(Above: As post-pandemic life regains some normalcy, Eugene artist Satoko Motouji has put her art on the walls of three local galleries and one new arts center; photos by Randi Bjornstad.)
By Randi Bjornstad
Like many other artists, Satoko Motouji’s life changed dramatically during the past year-plus of isolation and uncertainty during the height of the coronavirus pandemic.
“For the first few months, I didn’t know what to do at all, even about going to the grocery store,” Motouji mused during a recent interview at her studio in Eugene’s Whiteaker neighborhood. “In about April or May of 2020, I started doing some watercolors, but that wasn’t really working, and suddenly it all changed, and I began doing mostly black-and-white — with feelings of thunder, slipping, blowing.”
The pandemic probably wasn’t the only reason for the unease that led to her change in style, Motouji surmised, because 2020 was such a difficult year all the way around.
“The virus was a big part, but then in the summer came all of the wildfires and all that destruction,” she recalled. “And even after all that came the election, which meant even more negative thoughts and emotions that also affected my painting.”
Frankly, Motouji acknowledged, “I’m cranky when I am not able to paint, and then I just don’t like myself, which makes it even worse. When I paint regularly, I feel much better about myself.”
She’s apparently feeling quite a bit better now. Motouji’s work has appeared on the walls of three local galleries within the past several weeks, starting with a just-ended show, Be Here Now, at the Maude Kerns Art Center at 1910 E. 15th Ave. in Eugene, in which she exhibited two Sumi ink drawings — Essentials #29 and Forest #1 — that still can be seen on the website at mkartcenter.org.
She also has four pieces in Summer: Reflection of the Season, an exhibit at the White Lotus Gallery at 767 Willamette St. in Eugene, where Motouji is a represented artist. That show runs through July and also can be viewed online, at wlotus.com.

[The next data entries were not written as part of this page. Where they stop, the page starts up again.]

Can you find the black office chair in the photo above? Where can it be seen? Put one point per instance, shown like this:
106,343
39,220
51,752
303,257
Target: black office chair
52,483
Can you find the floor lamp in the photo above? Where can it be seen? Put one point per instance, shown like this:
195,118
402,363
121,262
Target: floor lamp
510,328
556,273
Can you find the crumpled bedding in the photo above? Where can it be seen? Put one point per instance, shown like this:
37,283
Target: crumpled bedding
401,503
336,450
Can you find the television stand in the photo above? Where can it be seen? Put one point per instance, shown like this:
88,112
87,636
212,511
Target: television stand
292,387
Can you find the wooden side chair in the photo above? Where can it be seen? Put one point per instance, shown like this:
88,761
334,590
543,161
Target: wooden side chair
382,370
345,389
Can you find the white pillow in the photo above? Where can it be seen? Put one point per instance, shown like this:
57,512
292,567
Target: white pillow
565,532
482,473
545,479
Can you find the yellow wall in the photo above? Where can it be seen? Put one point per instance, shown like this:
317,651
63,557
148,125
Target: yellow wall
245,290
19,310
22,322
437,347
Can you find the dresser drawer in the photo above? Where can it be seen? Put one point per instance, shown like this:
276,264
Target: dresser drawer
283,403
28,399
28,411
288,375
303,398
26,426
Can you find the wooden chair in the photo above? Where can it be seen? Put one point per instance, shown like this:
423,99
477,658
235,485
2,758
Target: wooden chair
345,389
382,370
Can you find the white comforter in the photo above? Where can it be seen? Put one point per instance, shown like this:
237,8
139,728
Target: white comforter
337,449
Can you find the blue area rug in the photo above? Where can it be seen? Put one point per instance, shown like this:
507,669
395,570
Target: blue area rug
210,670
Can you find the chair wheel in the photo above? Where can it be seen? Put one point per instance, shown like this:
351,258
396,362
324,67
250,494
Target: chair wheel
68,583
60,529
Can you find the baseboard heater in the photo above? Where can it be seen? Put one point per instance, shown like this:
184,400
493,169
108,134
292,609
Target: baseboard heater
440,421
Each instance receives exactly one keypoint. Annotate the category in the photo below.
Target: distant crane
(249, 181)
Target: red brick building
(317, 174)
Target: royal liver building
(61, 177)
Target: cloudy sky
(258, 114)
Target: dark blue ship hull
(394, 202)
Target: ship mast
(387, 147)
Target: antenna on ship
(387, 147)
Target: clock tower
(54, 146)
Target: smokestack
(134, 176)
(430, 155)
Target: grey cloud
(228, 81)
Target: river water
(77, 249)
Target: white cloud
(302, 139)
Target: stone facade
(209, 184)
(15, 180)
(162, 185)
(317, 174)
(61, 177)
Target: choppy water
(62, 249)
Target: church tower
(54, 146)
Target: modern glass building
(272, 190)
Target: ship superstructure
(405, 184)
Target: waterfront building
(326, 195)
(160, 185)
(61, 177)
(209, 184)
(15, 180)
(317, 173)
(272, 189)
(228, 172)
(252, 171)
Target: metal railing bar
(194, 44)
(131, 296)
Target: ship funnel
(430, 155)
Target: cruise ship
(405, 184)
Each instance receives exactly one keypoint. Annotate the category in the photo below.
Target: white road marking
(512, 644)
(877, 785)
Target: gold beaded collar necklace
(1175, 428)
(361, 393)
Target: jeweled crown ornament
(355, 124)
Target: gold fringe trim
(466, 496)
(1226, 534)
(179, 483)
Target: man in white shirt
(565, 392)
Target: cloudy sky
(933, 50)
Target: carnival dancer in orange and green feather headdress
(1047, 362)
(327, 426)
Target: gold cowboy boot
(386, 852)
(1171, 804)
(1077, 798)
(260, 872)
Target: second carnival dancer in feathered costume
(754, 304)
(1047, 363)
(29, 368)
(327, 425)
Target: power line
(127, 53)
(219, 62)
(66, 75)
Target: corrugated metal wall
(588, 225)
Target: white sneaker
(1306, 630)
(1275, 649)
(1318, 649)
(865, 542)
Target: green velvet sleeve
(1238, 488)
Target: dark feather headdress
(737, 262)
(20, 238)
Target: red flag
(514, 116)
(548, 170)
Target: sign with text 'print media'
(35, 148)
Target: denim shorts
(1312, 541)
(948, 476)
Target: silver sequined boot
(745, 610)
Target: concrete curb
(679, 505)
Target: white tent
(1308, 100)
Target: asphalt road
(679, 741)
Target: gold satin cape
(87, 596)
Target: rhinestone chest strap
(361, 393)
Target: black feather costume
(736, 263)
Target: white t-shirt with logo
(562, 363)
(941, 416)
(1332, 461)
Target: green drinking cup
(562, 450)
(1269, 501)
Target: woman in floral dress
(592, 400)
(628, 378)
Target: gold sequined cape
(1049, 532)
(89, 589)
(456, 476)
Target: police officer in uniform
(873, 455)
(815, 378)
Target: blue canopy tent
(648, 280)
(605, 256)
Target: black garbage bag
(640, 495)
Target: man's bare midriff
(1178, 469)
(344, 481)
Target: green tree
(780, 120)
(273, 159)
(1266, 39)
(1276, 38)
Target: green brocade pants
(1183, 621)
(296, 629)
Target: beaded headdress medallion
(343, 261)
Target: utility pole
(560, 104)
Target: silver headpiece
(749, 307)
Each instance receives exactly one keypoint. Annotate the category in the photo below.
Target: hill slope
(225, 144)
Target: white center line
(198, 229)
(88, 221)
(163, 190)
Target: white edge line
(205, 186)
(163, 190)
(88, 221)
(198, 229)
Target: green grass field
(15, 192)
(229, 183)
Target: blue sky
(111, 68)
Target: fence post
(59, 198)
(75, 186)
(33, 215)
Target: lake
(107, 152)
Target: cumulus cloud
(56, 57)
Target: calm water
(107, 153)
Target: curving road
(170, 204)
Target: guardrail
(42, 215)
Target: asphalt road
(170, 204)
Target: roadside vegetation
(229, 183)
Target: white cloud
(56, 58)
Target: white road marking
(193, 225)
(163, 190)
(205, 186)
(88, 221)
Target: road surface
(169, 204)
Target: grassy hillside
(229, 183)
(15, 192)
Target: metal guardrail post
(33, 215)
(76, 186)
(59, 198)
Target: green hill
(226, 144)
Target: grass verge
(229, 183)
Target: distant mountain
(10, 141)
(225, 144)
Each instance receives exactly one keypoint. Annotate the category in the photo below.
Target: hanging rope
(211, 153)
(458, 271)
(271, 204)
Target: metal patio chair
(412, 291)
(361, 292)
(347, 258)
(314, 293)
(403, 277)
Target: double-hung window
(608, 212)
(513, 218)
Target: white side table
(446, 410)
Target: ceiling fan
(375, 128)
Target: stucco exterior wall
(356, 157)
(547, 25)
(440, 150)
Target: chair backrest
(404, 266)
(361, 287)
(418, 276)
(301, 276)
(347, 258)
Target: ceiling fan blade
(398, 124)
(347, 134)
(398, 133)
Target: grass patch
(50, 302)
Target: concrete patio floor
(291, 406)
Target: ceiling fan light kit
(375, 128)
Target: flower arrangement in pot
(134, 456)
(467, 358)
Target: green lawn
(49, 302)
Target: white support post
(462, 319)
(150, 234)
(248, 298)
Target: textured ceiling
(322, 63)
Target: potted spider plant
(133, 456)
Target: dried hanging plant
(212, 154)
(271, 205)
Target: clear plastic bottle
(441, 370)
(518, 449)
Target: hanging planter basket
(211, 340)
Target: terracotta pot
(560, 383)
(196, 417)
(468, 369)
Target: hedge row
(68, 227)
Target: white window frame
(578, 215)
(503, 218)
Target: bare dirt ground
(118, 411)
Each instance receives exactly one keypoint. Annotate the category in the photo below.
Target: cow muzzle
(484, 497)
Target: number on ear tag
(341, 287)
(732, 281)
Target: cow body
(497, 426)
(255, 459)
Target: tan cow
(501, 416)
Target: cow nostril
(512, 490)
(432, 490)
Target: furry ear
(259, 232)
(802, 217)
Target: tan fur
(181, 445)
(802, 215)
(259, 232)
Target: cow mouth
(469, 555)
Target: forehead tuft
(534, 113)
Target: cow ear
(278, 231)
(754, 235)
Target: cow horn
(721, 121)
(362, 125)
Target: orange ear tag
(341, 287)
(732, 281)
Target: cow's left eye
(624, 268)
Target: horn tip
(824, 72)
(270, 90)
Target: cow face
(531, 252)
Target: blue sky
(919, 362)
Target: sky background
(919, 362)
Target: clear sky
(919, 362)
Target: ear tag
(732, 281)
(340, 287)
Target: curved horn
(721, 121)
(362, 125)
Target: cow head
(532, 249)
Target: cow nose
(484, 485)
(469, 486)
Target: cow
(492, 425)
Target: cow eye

Most recently, the Karin Clarke Gallery just opened a new display featuring art by the eight award-winners of last summer’s 2020 Eugene Biennial juried show. Motouji was one of the eight, securing her a spot in the 2021 follow-up show, titled Eugene Biennial Award Winners: One Year Later. Her contribution there includes five large Sumi ink drawings and can be viewed along with the other winners’ work at the gallery at 760 Willamette St. through Aug. 21 and also online at karinclarkegallery.com.
Then there’s Motouji’s much different artwork at the new Midtown Art Center at 1590 Willamette St. near downtown Eugene. The new building, owned by Eugene Ballet and also home to several other local arts groups as tenants, opened in January.
In 2018, Eugene Ballet presented an all-new version of Norwegian composer Edvard Grieg’s Peer Gynt, with choreography and costumes by the company’s artistic director, Toni Pimble. The backdrops for the show consisted of vibrantly colored, impressionistic watercolor paintings created by Motouji and projected onto the stage.
“There were still some paintings left from that, and they wanted to have a gallery in the center,” Motouji said. “So they are there.”
Motouji was attracted to art an an early age. “I liked painting when I was a child, and I was always drawing with pencil,” she recalled. “But when I went to college, I studied literature, but then I also started taking drawing classes from an artist on the side.”
That led to her career as an artist, which not only involved her own creation but a long stint as a teacher in the Art Department at Lane Community College, from which she retired in 2016.
She values plein air painting — capturing nature’s never-ending light and shadow in real time — “because that makes you aware of all five senses of sight, hearing, smell, touch, even taste,” she said. “It’s difficult because everything changes so quickly, but it’s fun.”
Motouji also has traveled widely, and she turns those journeys into a different type of plein air art, in the form of stack upon stack of sketchbooks in which she records everything she sees, from countrysides to train stations to people to meals she eats.
“I carry a sketchbook all the time,” she said. “It’s like a visual diary — I always can look back at those and remember so much more of what the traveling was like.”